A mother has your entire life’s history in her head. When we need comfort, we’re unsure which of their roles these people might play — and wary that it might be a role that gives us something other than the unconditional support we’re looking for in the moment. So we confide in someone else altogether.

Small cites a common conversation from his research. When he asks a subject who she is closest to, she might say her mother; but when he asks if she has talked to her mother about the problems she is having with her boyfriend, she says no way. “The mother would enact the wrong role,” he explains. “The daughter would want the listener but she would get the protector.” To avoid that, she avoids her.

The second reason is that when we are dealing with something difficult, we commonly prefer to confide in people who have been through what we are going through rather than those who know us, seeking “cognitive empathy” over guaranteed warmth or closeness. Small says when his father died on the same day his daughter was born, he wanted to talk to people who had been through a similar experience, who were not necessarily the people closest to him.

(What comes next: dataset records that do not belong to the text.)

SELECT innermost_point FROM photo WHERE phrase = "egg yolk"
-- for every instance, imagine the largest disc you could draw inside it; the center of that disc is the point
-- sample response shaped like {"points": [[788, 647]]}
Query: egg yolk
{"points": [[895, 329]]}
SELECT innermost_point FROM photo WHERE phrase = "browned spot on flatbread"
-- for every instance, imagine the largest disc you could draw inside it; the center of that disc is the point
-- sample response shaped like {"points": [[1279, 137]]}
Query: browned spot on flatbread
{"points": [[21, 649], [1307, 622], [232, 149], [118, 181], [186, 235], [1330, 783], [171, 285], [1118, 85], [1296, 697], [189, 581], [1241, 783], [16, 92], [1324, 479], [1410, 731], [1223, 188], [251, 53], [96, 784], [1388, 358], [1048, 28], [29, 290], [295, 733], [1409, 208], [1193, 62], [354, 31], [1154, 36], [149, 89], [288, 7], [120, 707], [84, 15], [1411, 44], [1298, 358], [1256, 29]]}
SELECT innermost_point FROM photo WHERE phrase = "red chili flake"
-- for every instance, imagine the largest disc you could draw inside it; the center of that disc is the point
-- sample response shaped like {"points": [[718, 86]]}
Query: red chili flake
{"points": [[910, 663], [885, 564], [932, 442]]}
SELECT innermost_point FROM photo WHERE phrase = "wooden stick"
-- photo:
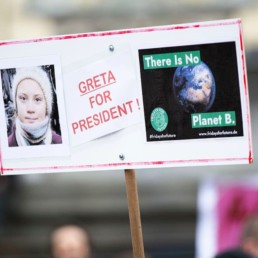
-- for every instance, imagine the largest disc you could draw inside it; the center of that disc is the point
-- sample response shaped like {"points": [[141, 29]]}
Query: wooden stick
{"points": [[134, 213]]}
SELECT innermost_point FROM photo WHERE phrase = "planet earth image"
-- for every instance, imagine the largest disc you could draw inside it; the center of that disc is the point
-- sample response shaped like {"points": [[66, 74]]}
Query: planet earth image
{"points": [[194, 87]]}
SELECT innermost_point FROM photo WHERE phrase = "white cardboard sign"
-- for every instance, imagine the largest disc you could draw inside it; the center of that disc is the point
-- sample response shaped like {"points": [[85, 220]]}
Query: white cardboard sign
{"points": [[165, 96]]}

The third reason is that in our moment of vulnerability, our need to talk is greater than our need to self-protect. We simply grab what, or who, is near to us and don’t think much about it. “The rational model of human behavior is one in which you pause and think before you act, but the truth is, a lot of the time we don’t,” Small says. In other words, he says, the idea that humans are built for caution, and with a constant, steely will to self-protect, is wrong.  In an age of saturated social media and polarization, it’s a useful reminder that connecting with people — all kinds of people — is just something humans need to do.

Work

Small’s work also has implications for how we think about work. For many, it is the only place, outside of family, where we regularly encounter people who share common goals and give us space to vent, to opine, to brag to about our kid’s incredible goal in Saturday’s semi-final, or to confide in about your mother’s dementia or your partner’s cancer diagnosis.

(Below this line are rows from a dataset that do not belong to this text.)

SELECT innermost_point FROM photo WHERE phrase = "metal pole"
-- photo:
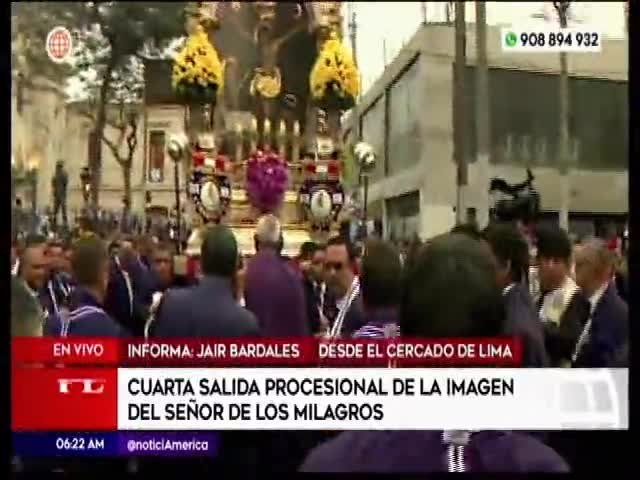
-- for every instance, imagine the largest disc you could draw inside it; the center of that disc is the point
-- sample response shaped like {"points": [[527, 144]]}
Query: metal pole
{"points": [[562, 8], [366, 198], [458, 110], [176, 173], [482, 112]]}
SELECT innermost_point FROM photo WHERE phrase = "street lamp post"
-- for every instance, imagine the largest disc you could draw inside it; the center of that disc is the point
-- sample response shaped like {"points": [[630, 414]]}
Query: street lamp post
{"points": [[177, 148], [32, 176], [85, 182], [562, 8], [366, 159], [13, 180]]}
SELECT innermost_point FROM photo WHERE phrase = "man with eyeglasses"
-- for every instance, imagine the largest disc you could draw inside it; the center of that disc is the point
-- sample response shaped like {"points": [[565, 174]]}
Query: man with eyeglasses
{"points": [[312, 264], [340, 268]]}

While only some of us may find best friends at work, most at least find colleagues. Both matter: soul mate or lunch partner, there’s value in talking about important things and nothing at all. Small once conducted a nationally representative online study of roughly 2,000 US adults asking who the most important people in their lives were. One in eight named a co-worker. “The water cooler chat became ubiquitous in the workplace because talk, as water, sustains life,” he writes in an article about the research.

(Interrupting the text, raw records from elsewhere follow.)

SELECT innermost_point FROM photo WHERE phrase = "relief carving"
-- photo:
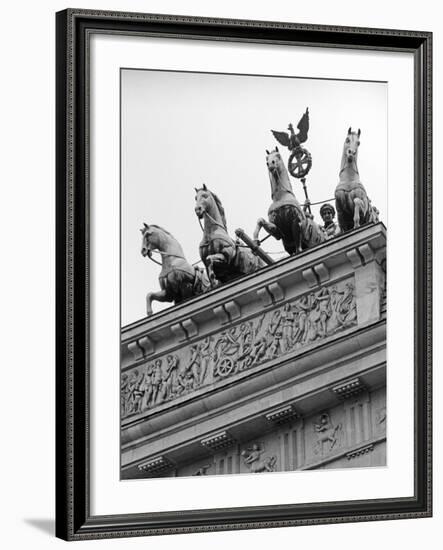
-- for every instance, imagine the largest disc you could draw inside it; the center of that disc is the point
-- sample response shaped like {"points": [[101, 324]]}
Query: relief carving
{"points": [[380, 419], [252, 459], [309, 318], [327, 434]]}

Matthew Breshears, an associate professor of sociology at the University of South Carolina, says there is ample evidence that weak ties are important but that Small’s work is notable for recognizing that strong ties, while important, do not capture the full picture of who we confide in. “Mario is telling a very nuanced story where you have strong ties, but because of some cognitive features, it’s difficult to use them for certain purposes.” The work speaks to “how social relationships are developed and maintained that we have not properly plumbed at this point.”

Small has just completed a draft of another study; one which has not been reviewed so should be treated cautiously. The research is based on a survey of 1,200 Americans, which asked how likely they were to talk about a personally sensitive subject with a close friend, spouse, or parent. Nearly everyone said, “very likely.” Then he asked about the last time they had a health, or relationship, or work issue. Did they turn to these people? One third said they did. Another third said they actively avoided them. “You are about as likely to deliberately avoid the people you are close to as you are to actually talk to them when you need somebody to talk to,” Small says. Which is ok, because there’s a world of strangers out there? We just need to remember to access them!